6. Cluster-level Issues with RBAC or API Server
In rare cases, the issue might not be with the ServiceAccount definition itself, but with the Kubernetes control plane’s ability to access or validate it. This could be due to RBAC misconfigurations preventing the API server from reading ServiceAccounts, or transient API server issues.
Diagnosis:
Check the API server logs for errors related to ServiceAccount retrieval or authentication. Inspect the cluster-role-bindings and role-bindings to ensure the system:serviceaccount user (or other relevant service accounts) has permissions to get, list, and watch ServiceAccounts in the relevant namespaces.
kubectl auth can-i list serviceaccounts --namespace <namespace> --as=system:serviceaccount:<namespace>:<serviceaccount-name>
(Replace the last part with the specific SA the API server might be trying to impersonate or use).
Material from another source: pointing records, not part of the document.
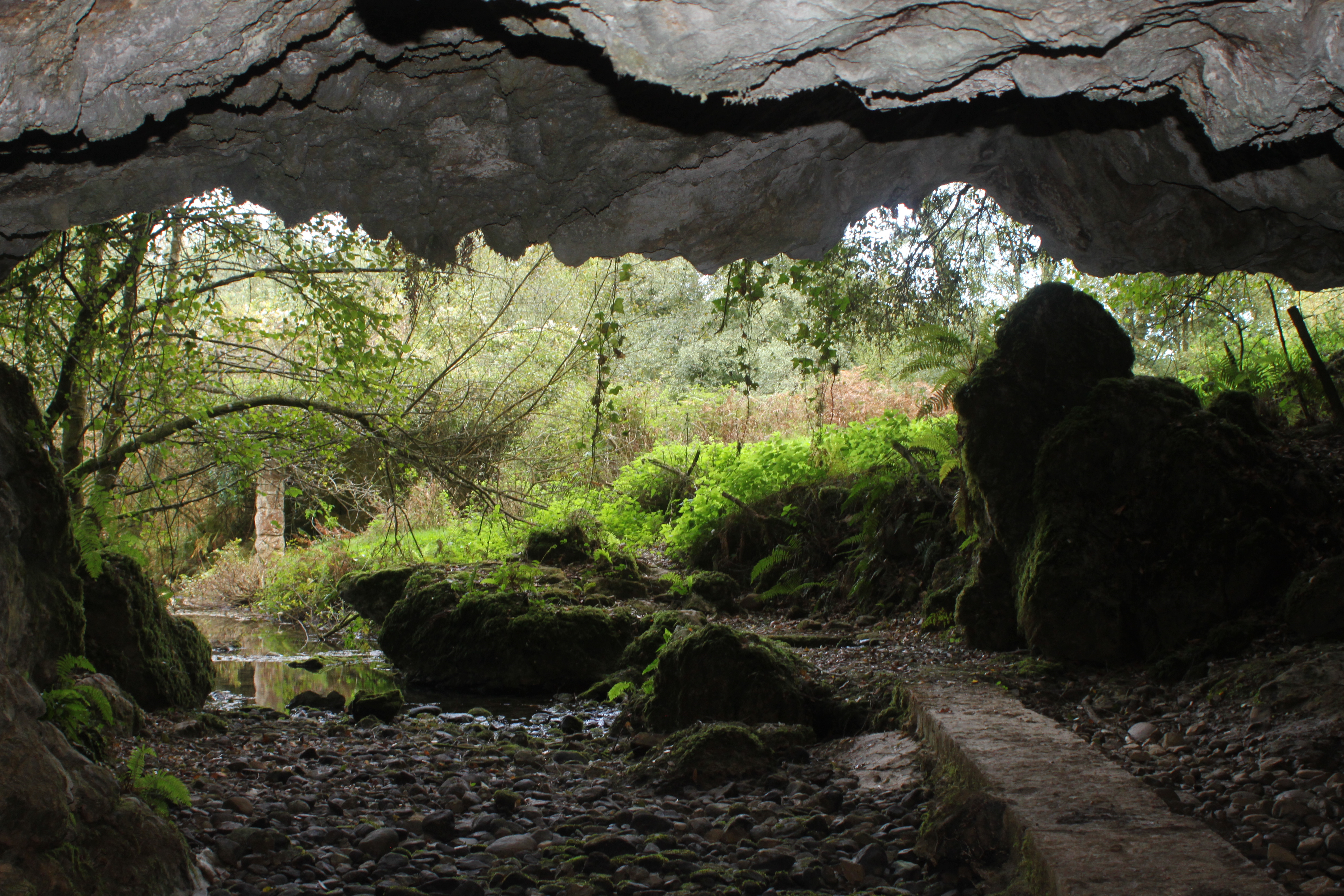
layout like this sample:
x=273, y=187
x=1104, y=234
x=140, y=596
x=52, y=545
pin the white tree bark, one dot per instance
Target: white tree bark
x=269, y=520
Fix: Correct any RBAC policies that are too restrictive. If API server logs show transient errors, consider restarting the API server pods (though this is a significant operation and should be done with extreme caution).
Why it works: Ensuring the control plane components have the necessary permissions allows them to correctly identify and provision ServiceAccounts to Pods.
The next error you’ll likely see after fixing this is a SecretsNotFound error, or an inability for the Pod to access specific Kubernetes resources due to incorrect RBAC bindings associated with the ServiceAccount.